Poland’s new government sacks state TV, radio and news bosses
Poland’s new administration has announced it is sacking executives at state media outlets that were widely seen as government mouthpieces during the eight years in power of the rightwing populist Law and Justice party (PiS).
The chairs and boards of the state television, radio and news agencies had been removed, Poland’s culture ministry said on Wednesday, citing the need to restore their impartiality.
State-owned media had been regularly accused of biased reporting, transmitting propaganda and launching verbal attacks on the opposition. The new ruling coalition, led by the prime minister, Donald Tusk, had vowed to deliver on his campaign pledge to reset public television. On Tuesday it adopted a resolution calling for the restoration of “impartiality and reliability of the public media”.
The vote prompted PiS lawmakers to stage a sit-in at state television buildings. “There is no democracy without media pluralism or strong anti-government media, and in Poland these are the public media,” the PiS leader, Jarosław Kaczyński, told reporters at the entrance of the state television building on Tuesday evening.
Kaczyński was among those protesting, along with the former prime minister Mateusz Morawiecki who was seen on social media posing for pictures with employees at the broadcaster.
Kaczyński said PiS politicians would continue the protest on rotating shifts.
“We want to make sure that there is legal order in Poland and that there are free media,” said Marek Suski, another PiS lawmaker, said on Wednesday as the sit-in continued.
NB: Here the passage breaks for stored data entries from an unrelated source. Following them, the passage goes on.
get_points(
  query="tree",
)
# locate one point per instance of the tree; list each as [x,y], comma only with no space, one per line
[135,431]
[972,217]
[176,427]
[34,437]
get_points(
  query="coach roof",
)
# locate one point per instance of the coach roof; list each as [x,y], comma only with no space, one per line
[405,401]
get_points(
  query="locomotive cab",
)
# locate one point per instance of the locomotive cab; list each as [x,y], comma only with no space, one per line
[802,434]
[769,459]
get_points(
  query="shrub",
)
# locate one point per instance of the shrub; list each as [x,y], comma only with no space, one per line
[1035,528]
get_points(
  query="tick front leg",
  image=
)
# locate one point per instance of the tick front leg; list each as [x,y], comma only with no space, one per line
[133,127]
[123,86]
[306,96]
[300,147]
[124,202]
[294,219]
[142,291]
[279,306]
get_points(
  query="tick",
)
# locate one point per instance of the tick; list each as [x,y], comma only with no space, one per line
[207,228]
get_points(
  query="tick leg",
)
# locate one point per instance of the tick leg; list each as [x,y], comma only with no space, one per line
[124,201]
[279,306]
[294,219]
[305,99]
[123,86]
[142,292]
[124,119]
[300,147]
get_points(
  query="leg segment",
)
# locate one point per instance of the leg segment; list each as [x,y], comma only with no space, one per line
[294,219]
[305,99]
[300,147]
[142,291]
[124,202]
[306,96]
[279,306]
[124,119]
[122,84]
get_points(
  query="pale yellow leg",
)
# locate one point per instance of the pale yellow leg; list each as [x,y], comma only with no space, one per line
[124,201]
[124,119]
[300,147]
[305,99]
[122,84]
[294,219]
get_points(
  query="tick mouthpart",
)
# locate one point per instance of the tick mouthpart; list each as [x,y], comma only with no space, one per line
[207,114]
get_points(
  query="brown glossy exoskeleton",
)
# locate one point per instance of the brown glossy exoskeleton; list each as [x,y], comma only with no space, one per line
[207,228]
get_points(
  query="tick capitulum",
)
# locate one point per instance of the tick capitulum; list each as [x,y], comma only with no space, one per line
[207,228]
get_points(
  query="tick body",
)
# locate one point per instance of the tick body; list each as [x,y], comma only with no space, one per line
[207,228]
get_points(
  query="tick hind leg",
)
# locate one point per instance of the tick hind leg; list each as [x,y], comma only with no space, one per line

The former PiS culture minister Piotr Gliński said the state media reshuffle ordered by the new government was “illegal”.
“This is clearly an attack on the free media; it is a violation of the law,” he said.
The PiS government was frequently criticised by the opposition and non-profits for trying to stifle the independent media and limit freedom of expression.
The global media watchdog Reporters Without Borders said in 2020 that “partisan discourse and hate speech are still the rule within [Poland’s] state-owned media, which have been transformed into government propaganda mouthpieces”.